Roma es inabordable, es inmensa en su desastre y dejadez, en su caos esplendoroso y en su belleza milenaria. Roma es tanto la Villa Borghese y el palacio de Farnesio como el Trastévere y sus calles atestadas de ganas de vivir y gente buscando la noche para bebérsela a tragos. Roma también es Iglesia y su presencia se desparrama por todas partes hasta llevarnos al Vaticano, cuya mole se impone al espíritu del viajero para recordarle que, bajo su sombra, nadie es libre; ni tan siquiera Dios es libre de mostrarse humano, accesible y cordial: todo está reglado, todo es solemne, todo es artificial e impuesto. El negocio es el negocio.

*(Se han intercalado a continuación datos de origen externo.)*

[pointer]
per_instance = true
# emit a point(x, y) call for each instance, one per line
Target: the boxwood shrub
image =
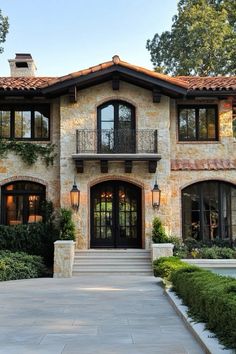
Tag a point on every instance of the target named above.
point(211, 298)
point(163, 267)
point(36, 239)
point(20, 265)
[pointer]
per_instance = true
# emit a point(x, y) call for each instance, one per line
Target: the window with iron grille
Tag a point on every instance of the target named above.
point(198, 123)
point(25, 122)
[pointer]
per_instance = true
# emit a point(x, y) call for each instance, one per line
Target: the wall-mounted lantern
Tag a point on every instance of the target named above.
point(156, 196)
point(75, 197)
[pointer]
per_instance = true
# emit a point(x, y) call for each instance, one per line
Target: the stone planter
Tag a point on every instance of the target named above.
point(162, 250)
point(63, 259)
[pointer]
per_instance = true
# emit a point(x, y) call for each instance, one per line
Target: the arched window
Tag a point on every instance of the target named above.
point(116, 127)
point(209, 211)
point(21, 202)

Pero Roma también es taller, y mimo, y cuidado con las cosas de siempre, con ese cuero que pude olerse desde la calle o ese papel que nos recuerda, en plena era de internet, que sigue habiendo una escritura pausada y amante del sonido de la pluma sobre el papel; que las palabras de amor, que las poesías tienen más vida y vuelan más lejos si salen de un sobre cerrado en el que han viajado en busca de la persona amada.
Roma es vida y la vida gasta y envejece, pero Roma permanece joven como el recuerdo que nosotros mismos atesoramos para que el tiempo no le alcance jamás. Roma ofrece espacios para sentirse grande o saberse pequeño ante el poder; para ser libre o ser esclavo; pobre o rico, feliz y desgraciado, todo junto en la distancia que recorren media docena de pasos mal contados.
Roma es nosotros y nosotros somos Roma; vidas enlazadas que no se explican la una sin la otra: ni ella tendría nuestro amor sin el recuerdo de su historia, ni nosotros la amaríamos sin reconocernos en sus gentes. Roma nos creó desde nuestras raíces salvajes y nos hizo entender el mundo y la vida a su manera, lo queramos reconocer o no, que eso a ella le da igual. Nuestras vidas reconocen sus orígenes en esas piedras gastadas y en ese pavimento levantado; en las fachadas vencidas y en la capacidad de levantarse cuando ya nadie cree en nosotros; ni siquiera nuestros huesos.
Vuelvo de Roma sabiendo que mis raíces medran allí sin cuidado pero sin miedo; que aquellas viejas piedras de la Vía Sacra que tanto me emocionan esperan, cualquier día, desgastarse un poco más bajo mis pasos. Roma espera mi vuelta para enseñarme, como siempre, vidas nuevas que me aguardan más allá de sus portales.